TheCorporateCounsel.net

August 31, 2023

Second Circuit Says Syndicated Loans Aren’t Securities

A few months ago, Dave blogged about Kirschner v. JPMorgan Chase Bank, N.A., a potentially significant case pending before the Second Circuit which presented the issue of whether syndicated loans were “securities” for purposes of the Securities Act. The SDNY previously held that they were not, and last week, the Second Circuit affirmed that decision. This excerpt from Debevoise’s memo on the case said that the Supreme Court’s decision in Reves v. Ernst & Young featured prominently in the Court’s reasoning:

In affirming the district court’s decision, the Second Circuit’s analysis focused on the Reves test. The court found that three factors—the plan of distribution, the reasonable expectations of the public and the existence of other risk-reducing factors—favored a conclusion that the term loan should not be classified as a security. The court found that only one factor, the investment-focused motivation of the sophisticated parties to whom the term loan was syndicated, favored classifying the term loan as a security. However, the court determined this motivation was outweighed by the other three Reves factor.

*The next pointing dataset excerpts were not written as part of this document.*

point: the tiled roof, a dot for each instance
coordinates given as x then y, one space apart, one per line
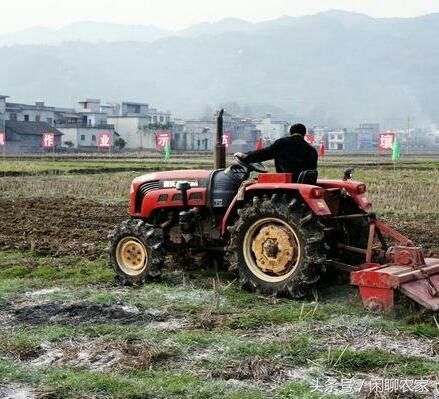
32 128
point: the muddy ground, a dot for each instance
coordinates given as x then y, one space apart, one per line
77 227
58 227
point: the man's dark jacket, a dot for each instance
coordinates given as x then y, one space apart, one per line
291 154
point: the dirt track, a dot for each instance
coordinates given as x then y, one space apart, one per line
56 227
79 227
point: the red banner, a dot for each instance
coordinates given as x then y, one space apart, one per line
227 139
309 138
104 139
385 141
48 140
162 139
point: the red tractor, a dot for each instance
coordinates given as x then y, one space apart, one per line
277 235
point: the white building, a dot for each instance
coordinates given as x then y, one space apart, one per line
81 129
137 124
134 130
272 130
38 112
336 139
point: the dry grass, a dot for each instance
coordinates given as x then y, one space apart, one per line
403 191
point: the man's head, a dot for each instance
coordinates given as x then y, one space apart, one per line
298 128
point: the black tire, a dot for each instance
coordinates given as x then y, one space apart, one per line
144 237
308 236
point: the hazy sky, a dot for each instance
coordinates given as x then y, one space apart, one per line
175 14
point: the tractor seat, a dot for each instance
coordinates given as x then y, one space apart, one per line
308 177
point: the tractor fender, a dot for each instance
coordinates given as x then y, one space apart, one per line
317 205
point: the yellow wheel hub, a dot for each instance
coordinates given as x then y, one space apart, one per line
271 249
131 255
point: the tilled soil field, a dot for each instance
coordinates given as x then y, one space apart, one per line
58 227
79 227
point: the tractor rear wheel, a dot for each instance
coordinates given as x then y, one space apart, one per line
277 246
135 251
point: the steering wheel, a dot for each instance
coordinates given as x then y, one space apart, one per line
253 167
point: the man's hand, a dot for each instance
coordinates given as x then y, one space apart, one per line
239 155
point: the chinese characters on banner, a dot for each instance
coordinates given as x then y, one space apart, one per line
385 141
227 139
309 138
104 139
48 140
162 139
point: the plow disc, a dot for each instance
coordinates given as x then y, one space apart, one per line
405 270
377 284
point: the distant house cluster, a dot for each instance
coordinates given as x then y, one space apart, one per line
135 126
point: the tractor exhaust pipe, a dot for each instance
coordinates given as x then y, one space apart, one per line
220 148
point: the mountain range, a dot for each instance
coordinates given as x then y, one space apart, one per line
334 67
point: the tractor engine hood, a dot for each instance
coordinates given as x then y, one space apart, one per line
152 182
196 177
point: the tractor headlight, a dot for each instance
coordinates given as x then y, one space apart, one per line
361 189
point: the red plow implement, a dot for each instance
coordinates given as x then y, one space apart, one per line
405 269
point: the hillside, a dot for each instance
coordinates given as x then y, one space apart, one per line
332 67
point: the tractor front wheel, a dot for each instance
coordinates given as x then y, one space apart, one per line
135 251
276 245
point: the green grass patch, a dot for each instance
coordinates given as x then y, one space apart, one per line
373 360
68 383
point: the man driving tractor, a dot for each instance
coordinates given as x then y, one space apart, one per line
291 154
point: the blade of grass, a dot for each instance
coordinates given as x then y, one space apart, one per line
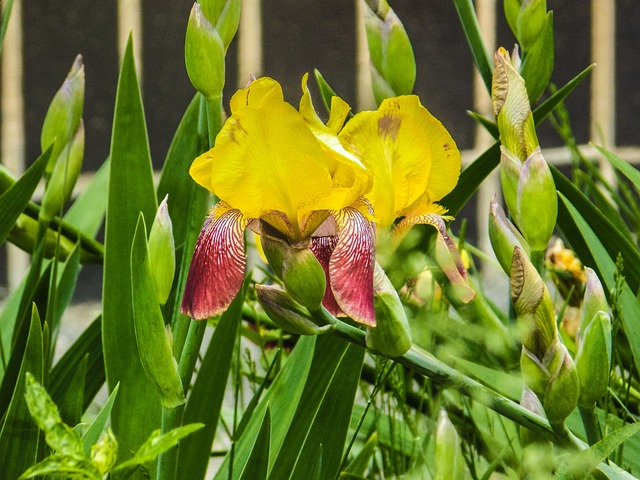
136 412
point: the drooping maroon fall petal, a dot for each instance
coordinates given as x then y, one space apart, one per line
352 264
322 248
217 267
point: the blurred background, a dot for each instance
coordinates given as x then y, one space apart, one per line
286 38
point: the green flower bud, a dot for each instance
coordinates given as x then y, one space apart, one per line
511 107
225 15
392 335
65 111
593 360
153 339
64 176
450 463
393 67
287 313
504 236
162 258
303 276
105 453
533 305
561 395
510 166
204 54
537 202
594 298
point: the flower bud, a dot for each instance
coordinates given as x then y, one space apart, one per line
65 111
537 202
105 453
450 461
533 305
594 298
63 178
225 15
511 107
504 236
393 68
593 360
162 260
287 313
204 53
303 276
392 335
561 395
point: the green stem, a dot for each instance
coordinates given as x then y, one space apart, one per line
190 352
168 460
214 118
591 424
426 364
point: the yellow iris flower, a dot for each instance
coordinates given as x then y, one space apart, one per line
414 162
279 169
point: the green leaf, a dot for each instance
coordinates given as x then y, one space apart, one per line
585 461
136 412
205 399
151 335
324 411
15 199
156 444
471 28
591 250
88 345
86 214
59 436
64 466
19 434
258 462
282 400
537 65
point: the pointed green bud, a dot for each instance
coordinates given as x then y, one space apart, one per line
225 15
392 335
510 166
64 176
105 453
303 276
393 67
65 111
287 313
204 53
594 298
533 305
152 338
504 236
537 202
451 463
162 258
561 395
593 360
511 107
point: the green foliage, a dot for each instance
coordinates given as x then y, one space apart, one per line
279 388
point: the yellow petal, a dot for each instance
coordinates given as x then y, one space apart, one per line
410 154
257 94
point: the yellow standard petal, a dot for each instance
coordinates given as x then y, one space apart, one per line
411 155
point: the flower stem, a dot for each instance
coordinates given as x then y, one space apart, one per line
591 424
426 364
168 460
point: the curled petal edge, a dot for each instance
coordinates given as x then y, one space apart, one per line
352 265
217 267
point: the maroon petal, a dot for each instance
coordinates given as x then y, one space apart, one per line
352 264
322 248
217 266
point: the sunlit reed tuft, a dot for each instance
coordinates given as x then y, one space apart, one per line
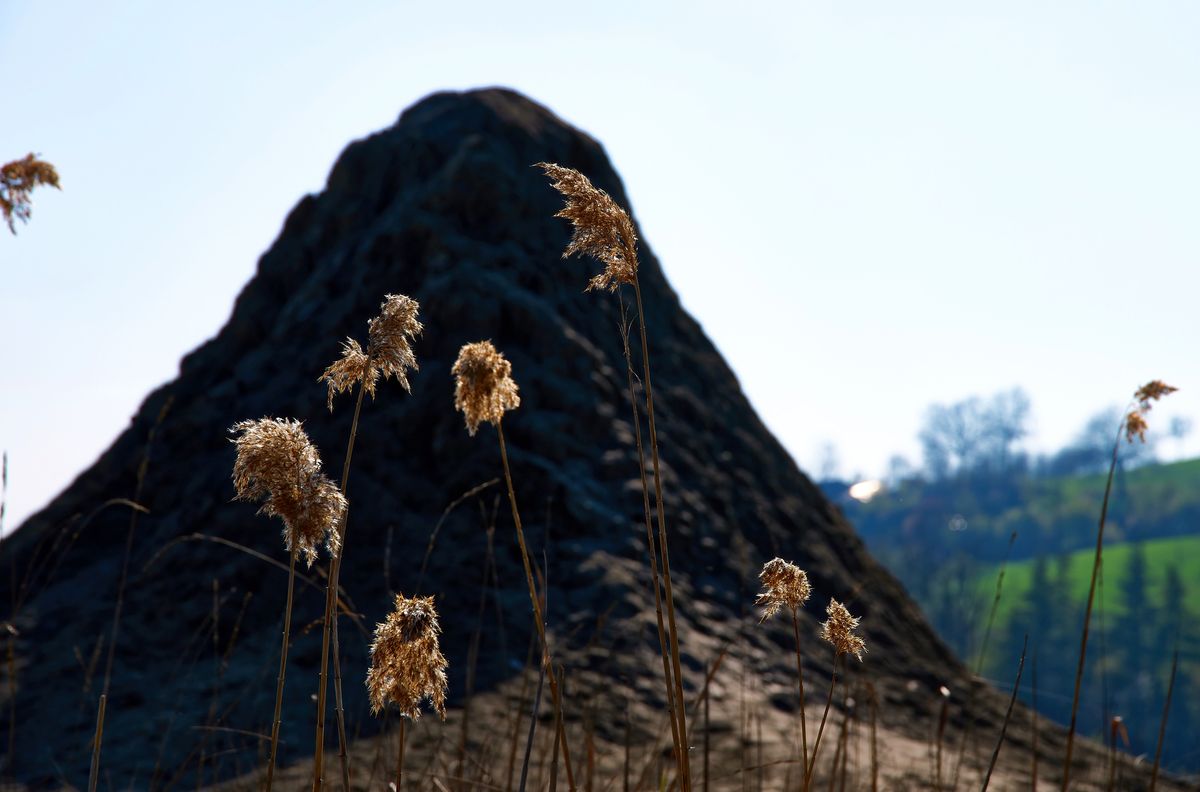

This is a case that attracted a lot of attention because as Dave said in his earlier blog, concluding that syndicated loans involved the issuance of securities could’ve really upended the $2.5 trillion market for those loans. A coalition of business groups that included the U.S. Chamber of Commerce and SIFMA filed an amicus brief in support of the position that syndicated loans weren’t securities.  Interestingly, the SEC chose to sit this one out. In July, the agency said that it would not file an amicus brief in the case.